Friday, January 05, 2007

Intensity


An artist, I once knew many years ago, was working on a series of paintings based on the idea of intensity. Her premise was that all intensity equals no intensity. At the time the idea seemed strange to me until I saw her paintings and understood what she meant. If everything is intense, if there is no contrast, if there is nothing to compare it to then intensity is a relative term. It is like the idea of “local color” which if it exists in a vacuum it applies otherwise it is relative to everything around it.

Okay, so why am I thinking about intensity? Well, the last 6 months of my life have been more intense than I would have liked them to be. At times I felt like I was wound up tighter than a cheap watch. I think that this has been reflected in my paintings, which seemed to portray all intensity all the time. This is just tiring. It is like when I cook spaghetti sauce, if I let the pot boil, soon everything will cook away. When I keep it at a simmer I can gently nurse it all day long letting the flavors gently weave together and not evaporate away. Yet, at any moment I can simply turn up the heat and bring it back to a boil if needed.

Well, it is a New Year and so time for new thoughts, ideas, goals, and directions. It is time for me to loosen my grip on those things that I cannot control. It sounds simple enough but with my OCD it becomes a major task. So, I have started to refocus on my meditation practices. Going back to meditation is like visiting an old friend that I haven’t seen in awhile. I enjoy the company and can’t figure out why I stayed away. It brings a calmness and relaxation that is a welcomed counter balance to the intensity. All intensity all the time is fun for a while but it is a sure recipe for burning out my life.

Our winter here has been very mild and most pleasant. This has enabled me to get the dogs out for a daily walk in a nearby nature preserve. The walks alone help to clear and calm my mind but I have a bad habit of getting caught up in some obscure thought that ends up taking on a life of its own. So, I have started using yoga breathing techniques to go with my walking. Focusing on my breath is like a mantra that empties my mind of irrelevant thoughts, concerns, and worries. I am able to let go of my death grip on all things intense and start to enjoy the more subtle things all around me. It is like a vacation, a well-needed vacation for my brain. Once again I am enjoying the wonderfully rich earth colors and the textures of the bare branches and vines as they twist and weave in the most intricate patterns. There is an incredible visual richness. It reminds me of some of the things that I wanted to achieve in my paintings before I got seduced by my own wandering thoughts. So it is time for me to refocus.

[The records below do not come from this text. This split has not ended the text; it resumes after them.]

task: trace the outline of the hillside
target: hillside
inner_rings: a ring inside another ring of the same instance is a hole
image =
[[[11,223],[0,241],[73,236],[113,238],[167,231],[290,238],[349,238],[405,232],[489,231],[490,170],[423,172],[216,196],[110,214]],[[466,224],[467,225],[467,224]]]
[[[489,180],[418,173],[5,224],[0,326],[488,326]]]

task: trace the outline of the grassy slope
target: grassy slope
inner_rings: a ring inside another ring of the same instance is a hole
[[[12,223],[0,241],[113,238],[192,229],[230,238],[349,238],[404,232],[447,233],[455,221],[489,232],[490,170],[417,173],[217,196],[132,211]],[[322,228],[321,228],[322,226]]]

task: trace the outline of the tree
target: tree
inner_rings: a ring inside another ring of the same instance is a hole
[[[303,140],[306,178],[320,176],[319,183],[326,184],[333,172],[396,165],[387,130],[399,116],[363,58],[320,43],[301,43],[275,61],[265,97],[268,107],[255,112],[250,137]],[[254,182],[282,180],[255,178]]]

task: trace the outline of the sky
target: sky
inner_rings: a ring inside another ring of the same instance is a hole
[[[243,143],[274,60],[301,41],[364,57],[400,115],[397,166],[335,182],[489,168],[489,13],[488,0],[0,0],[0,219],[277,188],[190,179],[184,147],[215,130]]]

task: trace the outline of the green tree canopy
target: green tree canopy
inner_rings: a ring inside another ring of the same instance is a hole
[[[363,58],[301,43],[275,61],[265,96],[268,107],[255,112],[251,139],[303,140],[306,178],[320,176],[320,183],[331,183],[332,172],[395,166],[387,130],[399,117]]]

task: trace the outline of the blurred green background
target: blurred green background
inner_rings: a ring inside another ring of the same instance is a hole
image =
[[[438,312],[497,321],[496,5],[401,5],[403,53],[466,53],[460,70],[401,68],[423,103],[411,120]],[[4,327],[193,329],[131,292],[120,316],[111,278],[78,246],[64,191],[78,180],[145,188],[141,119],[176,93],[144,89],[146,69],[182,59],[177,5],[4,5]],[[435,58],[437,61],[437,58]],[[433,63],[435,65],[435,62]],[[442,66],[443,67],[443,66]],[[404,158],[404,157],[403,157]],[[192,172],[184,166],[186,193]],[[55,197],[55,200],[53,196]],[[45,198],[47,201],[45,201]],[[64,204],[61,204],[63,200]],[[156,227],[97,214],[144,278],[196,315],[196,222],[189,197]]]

I am starting to play with some different materials and techniques to see where they will lead me. I am also going to dial back the intensity of my colors and explore some muted tones. I had forgotten how much I enjoyed them. It is time to try for a more balanced approach (considering how unbalanced I am this should be interesting).

Both of these pieces are done on prepared paper. The first one, NUDE IN A YELLOW CHAIR, measures 36” X 24” and is done with oil and oil pastel. The second one is an attempt to play with some new techniques. It measures about 10” x 14” and is done with oil washes and colored pencil. It is an attempt to somewhat dial back my colors. It is based on my recent walks.